A Day with PyPy
By John.Rose-Oracle on Nov 13, 2007
Yesterday, Charles Nutter and I played host to a roving band of PyPy researchers. Their aim is to get people interested in their new techniques in dynamic language compilation, and they succeeded with us. I had a special goal to figure out how the JVM might be useful in their world.
Here are some bits from the conversation that stick in my memory...
When dynamic language implementors say “C speed” they are talking about the speed of the original C-coded interpreters of their language. The original technology is almost always an AST-walking interpreter, which is about the slowest way to go about it. By contrast, when JVM implementors say “C speed”, they are comparing a Java program with a transliterated C or C++ program, compiled, optimized, and statically linked. Those two standards are separated by two or three orders of magnitude.
The PyPy idea of promotion includes the idea of capturing runtime values for use by the compiler, by lazily growing a PIC (polymorphic inline cache).

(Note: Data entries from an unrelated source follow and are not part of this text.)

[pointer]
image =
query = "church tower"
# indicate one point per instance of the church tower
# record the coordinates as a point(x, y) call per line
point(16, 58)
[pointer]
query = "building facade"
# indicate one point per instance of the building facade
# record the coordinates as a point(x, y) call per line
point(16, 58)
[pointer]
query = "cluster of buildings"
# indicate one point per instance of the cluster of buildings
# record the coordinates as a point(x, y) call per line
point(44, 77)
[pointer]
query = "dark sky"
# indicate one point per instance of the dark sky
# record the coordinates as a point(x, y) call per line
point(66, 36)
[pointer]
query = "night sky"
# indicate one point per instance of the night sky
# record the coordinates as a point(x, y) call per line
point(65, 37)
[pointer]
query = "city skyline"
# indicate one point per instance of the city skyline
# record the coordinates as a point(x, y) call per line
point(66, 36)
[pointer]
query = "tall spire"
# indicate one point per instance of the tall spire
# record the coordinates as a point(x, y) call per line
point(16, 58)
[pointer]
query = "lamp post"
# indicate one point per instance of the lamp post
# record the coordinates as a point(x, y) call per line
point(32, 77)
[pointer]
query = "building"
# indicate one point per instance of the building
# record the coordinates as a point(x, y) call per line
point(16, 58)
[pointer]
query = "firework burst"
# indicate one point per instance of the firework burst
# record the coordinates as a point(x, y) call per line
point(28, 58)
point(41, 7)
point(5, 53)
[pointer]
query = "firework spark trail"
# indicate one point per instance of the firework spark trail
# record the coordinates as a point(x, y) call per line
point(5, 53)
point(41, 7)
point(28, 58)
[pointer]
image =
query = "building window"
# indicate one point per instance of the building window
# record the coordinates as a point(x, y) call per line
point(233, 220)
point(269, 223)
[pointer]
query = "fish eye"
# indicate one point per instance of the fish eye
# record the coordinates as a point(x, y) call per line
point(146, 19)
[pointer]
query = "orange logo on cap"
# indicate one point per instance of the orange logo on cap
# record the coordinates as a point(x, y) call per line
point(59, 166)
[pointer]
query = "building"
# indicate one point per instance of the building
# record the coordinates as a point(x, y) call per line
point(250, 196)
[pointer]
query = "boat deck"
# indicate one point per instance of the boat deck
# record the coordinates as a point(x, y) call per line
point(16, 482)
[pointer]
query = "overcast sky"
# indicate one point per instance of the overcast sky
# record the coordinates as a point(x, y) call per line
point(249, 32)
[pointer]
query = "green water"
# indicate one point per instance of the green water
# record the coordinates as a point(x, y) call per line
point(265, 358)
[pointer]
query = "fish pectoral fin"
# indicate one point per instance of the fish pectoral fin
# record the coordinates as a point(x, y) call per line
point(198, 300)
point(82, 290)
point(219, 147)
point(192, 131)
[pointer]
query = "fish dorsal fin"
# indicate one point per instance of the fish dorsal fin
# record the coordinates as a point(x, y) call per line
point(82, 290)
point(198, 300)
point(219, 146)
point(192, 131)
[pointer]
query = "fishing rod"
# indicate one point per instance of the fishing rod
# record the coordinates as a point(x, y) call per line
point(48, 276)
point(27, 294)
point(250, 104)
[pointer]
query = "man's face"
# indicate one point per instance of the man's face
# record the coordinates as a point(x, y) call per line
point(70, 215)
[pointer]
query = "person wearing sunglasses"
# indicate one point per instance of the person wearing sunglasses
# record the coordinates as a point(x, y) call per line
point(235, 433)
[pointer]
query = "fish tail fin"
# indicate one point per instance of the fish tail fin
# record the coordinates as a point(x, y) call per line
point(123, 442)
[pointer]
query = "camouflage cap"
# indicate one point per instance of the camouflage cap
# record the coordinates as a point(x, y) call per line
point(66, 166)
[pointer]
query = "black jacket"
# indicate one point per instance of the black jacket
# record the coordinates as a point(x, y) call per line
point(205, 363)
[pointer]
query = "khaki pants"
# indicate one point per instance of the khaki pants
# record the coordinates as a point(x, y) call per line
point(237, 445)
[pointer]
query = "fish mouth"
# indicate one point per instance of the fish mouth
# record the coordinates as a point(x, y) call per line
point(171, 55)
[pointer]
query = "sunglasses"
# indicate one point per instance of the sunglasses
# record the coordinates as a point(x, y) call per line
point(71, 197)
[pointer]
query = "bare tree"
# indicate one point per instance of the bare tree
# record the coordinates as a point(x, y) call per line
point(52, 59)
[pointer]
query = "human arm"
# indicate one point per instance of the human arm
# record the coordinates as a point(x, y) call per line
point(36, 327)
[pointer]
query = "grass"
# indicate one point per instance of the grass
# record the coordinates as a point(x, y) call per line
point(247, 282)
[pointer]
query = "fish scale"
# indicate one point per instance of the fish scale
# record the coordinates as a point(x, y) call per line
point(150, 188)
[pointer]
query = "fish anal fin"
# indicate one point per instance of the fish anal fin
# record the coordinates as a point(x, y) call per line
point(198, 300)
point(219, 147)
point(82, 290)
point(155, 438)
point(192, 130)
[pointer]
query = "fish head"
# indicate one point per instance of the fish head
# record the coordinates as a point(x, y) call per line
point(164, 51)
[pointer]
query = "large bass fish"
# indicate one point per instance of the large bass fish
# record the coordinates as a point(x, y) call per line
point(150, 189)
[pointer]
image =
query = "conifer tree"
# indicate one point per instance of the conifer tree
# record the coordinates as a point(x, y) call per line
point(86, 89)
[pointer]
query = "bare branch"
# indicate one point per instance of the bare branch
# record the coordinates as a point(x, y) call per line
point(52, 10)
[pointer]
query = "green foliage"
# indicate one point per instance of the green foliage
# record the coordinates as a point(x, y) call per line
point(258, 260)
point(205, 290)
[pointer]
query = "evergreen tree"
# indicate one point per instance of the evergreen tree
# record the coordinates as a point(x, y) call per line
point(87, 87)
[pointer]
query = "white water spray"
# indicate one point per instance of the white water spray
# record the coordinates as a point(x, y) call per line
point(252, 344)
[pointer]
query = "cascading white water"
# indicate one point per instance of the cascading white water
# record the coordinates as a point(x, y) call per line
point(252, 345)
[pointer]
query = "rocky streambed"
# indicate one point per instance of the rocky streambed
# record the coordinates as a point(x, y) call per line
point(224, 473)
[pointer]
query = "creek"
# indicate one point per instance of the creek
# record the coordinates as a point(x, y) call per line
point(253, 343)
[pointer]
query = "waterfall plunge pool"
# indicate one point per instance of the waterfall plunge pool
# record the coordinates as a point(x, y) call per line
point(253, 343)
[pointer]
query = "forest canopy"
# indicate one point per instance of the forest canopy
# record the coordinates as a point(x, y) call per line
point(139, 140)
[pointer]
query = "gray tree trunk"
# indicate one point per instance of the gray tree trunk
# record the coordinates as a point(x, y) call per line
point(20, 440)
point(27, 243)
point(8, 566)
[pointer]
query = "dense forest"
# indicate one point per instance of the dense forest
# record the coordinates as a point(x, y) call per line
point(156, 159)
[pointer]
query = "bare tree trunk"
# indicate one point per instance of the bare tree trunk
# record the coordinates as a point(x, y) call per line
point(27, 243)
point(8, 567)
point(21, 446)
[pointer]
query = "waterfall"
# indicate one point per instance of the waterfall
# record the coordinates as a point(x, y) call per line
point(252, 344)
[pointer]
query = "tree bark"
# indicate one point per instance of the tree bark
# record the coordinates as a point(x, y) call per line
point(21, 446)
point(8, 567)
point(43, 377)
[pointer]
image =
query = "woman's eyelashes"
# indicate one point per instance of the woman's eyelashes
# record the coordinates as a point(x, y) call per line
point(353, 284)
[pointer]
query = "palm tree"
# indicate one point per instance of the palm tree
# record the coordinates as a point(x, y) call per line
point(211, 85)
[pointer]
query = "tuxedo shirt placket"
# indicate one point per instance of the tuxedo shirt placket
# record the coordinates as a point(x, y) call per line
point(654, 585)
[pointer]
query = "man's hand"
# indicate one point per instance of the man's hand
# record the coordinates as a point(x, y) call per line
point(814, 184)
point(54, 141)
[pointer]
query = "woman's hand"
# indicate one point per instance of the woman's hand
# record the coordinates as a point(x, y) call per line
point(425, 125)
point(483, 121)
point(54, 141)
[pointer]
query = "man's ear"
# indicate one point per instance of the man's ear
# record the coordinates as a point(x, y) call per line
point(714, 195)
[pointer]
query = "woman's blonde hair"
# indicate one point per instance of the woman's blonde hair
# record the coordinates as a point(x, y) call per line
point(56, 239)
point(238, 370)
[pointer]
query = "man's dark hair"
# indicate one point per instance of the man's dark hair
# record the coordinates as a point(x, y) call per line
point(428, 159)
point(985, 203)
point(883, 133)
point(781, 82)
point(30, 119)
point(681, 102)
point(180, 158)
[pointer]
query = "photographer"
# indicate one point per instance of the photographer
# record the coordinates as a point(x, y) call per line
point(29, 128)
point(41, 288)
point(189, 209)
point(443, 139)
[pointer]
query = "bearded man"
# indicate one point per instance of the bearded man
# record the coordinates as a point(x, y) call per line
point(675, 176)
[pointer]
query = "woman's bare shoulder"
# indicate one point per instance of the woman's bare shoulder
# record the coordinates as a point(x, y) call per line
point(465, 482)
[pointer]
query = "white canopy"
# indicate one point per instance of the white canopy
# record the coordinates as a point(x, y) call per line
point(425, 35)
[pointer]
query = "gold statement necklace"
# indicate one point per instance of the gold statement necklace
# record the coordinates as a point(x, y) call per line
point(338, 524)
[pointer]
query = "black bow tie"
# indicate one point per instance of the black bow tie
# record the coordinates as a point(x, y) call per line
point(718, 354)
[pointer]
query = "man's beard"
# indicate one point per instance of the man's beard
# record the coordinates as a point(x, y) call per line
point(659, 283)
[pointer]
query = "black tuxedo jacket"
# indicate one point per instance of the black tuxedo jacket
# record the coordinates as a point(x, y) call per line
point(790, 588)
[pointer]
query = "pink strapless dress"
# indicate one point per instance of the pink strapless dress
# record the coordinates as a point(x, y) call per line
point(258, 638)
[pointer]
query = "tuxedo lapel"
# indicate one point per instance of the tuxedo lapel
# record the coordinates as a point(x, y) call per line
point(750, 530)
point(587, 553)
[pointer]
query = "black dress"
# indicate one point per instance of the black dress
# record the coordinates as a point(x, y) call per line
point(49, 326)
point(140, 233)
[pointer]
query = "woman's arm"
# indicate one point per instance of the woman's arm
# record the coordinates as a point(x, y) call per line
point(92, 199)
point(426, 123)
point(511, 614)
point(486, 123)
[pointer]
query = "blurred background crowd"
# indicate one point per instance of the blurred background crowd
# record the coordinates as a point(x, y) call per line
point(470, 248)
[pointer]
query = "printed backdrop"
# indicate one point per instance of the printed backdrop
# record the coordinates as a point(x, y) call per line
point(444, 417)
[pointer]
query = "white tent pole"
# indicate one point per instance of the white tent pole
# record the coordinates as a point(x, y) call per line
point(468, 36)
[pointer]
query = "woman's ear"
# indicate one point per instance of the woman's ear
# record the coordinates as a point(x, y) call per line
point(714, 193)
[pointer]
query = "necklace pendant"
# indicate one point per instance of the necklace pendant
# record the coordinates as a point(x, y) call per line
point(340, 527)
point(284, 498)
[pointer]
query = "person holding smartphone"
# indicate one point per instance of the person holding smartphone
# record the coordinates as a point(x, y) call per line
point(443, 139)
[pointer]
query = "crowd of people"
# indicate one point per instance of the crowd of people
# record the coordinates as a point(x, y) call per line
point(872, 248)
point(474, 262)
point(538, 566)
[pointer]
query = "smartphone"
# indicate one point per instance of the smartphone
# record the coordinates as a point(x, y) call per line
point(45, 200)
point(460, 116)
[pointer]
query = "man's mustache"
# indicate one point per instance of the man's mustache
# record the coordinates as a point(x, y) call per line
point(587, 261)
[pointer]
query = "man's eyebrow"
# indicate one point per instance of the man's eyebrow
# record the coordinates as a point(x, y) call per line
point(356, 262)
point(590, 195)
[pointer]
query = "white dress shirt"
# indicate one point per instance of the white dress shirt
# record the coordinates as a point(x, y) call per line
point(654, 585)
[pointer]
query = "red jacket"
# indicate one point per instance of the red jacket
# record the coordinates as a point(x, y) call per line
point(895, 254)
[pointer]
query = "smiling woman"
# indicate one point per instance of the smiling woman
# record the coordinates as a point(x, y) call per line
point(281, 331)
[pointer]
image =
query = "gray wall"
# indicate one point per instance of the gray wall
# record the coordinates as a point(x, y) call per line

A PIC is a dynamic call site (or other branch point) which directs control flow based on selectors (often class IDs). It also keeps a record of those selectors as they appear. PyPy characterizes this as a “growable switch”. As each new selector appears, the PIC grows another branch edge, to lazily linked code which is appropriate to that selector. This is more or less classic. (HotSpot relies on interpreter profiles more than PICs, but most implementations of the forthcoming
invokedynamic instruction will probably create PICs.)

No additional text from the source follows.